In terms of gender parity, some of the worst offenders were The Atlantic, where women accounted for only 30 percent of pieces published in 2015, and The Times Literary Supplement, where the same figure was 29 percent. Below is a summary from the VIDA website of how other major publications fared. The full report can be found here.
Two years ago, we celebrated a great turnaround at The Paris Review as the publication reached gender parity with women representing 51 percent of the pie. In 2014 we reported 40 percent representation. In 2015, women make up just about one-third of the pie, at 34 percent overall. The silver lining? Interviews of women are 64 percent.
Harper’s overall numbers reflect executive editor Christopher Beha’s public commitment to improvement. In 2015 the share of the pie for women was 38 percent (83 bylines by women), its highest since VIDA began counting. Bylines by women increased by 11 percentage points since last year, following last year’s 10-percentage point increase.

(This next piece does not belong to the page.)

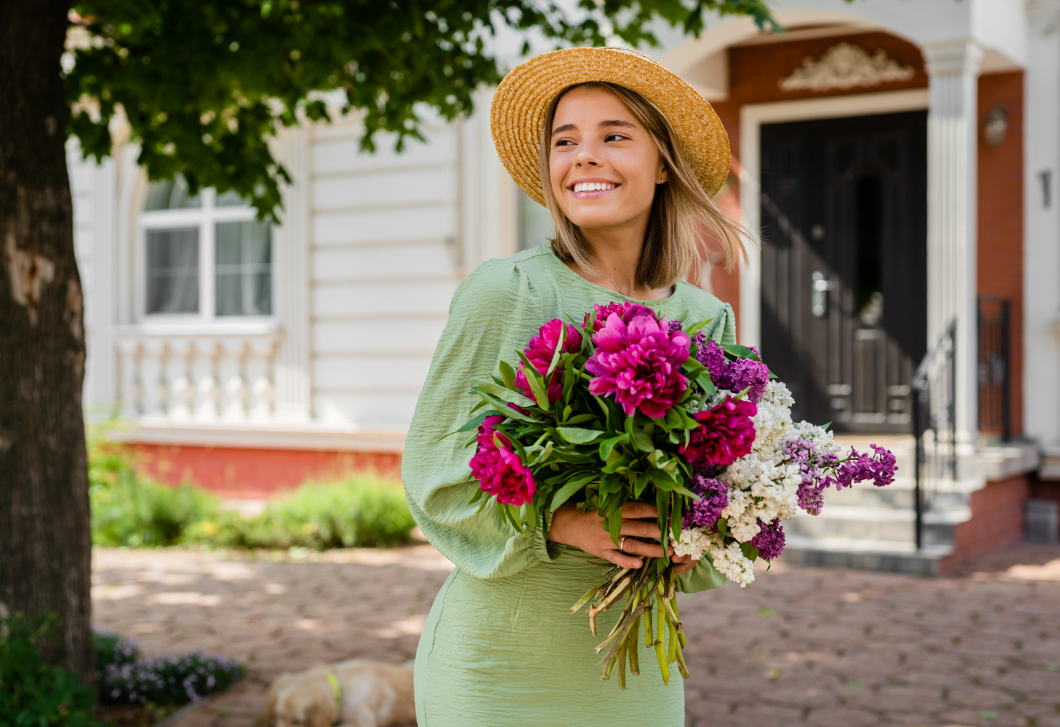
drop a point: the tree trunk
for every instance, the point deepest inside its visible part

Poetry's consistently good pies reflected 49 percent (185 bylines) were by women. Since VIDA began counting, women have represented 40 percent of the pie or more. Poetry‘s bylines in 2015 also included writers who identified as trans women — transfeminine and trans women — genderqueer/genderfluid, which taken together comprised 0.8 percent of the pie.
Granta continued steady progress toward gender parity in 2015. Women represented 49 percent of contributors, up slightly from last year’s 48 percent.
Last year we reported that The New Republic made good on its promise to change, with slight improvement in most categories. In 2015, we observed a dramatic increase, as women’s share of the pie increased to 45 percent, up 18 percentage points from 2014’s 27 percent.
Of the six years VIDA has counted, at The Times Literary Supplement women writers have made up less than one third of the pie. In 2015, overall, 917 pieces by women writers made up 29 percent of the pie. This reflects a 1-percentage point increase from last year’s 28 percent. Three book reviews and one author reviewed identified as trans women, comprising 0.1 percent of the pie.
The count favored women in the categories of book reviewers, authors reviewed, and in-brief at the Boston Review. Overall, women made up 46 percent of the pie, which is the highest percentage over the six-year period we’ve been counting, up from 33 percent in 2010.
Last year we were cautiously optimistic about progress at The Atlantic, which saw an 8 percentage point increase to 40 percent women overall. Unfortunately, this trend did not hold for 2015, as the overall percentage for women dropped to 30 percent, its lowest percentage for the last three years. Men took home a greater share of the pie in every category, including bylines (70%).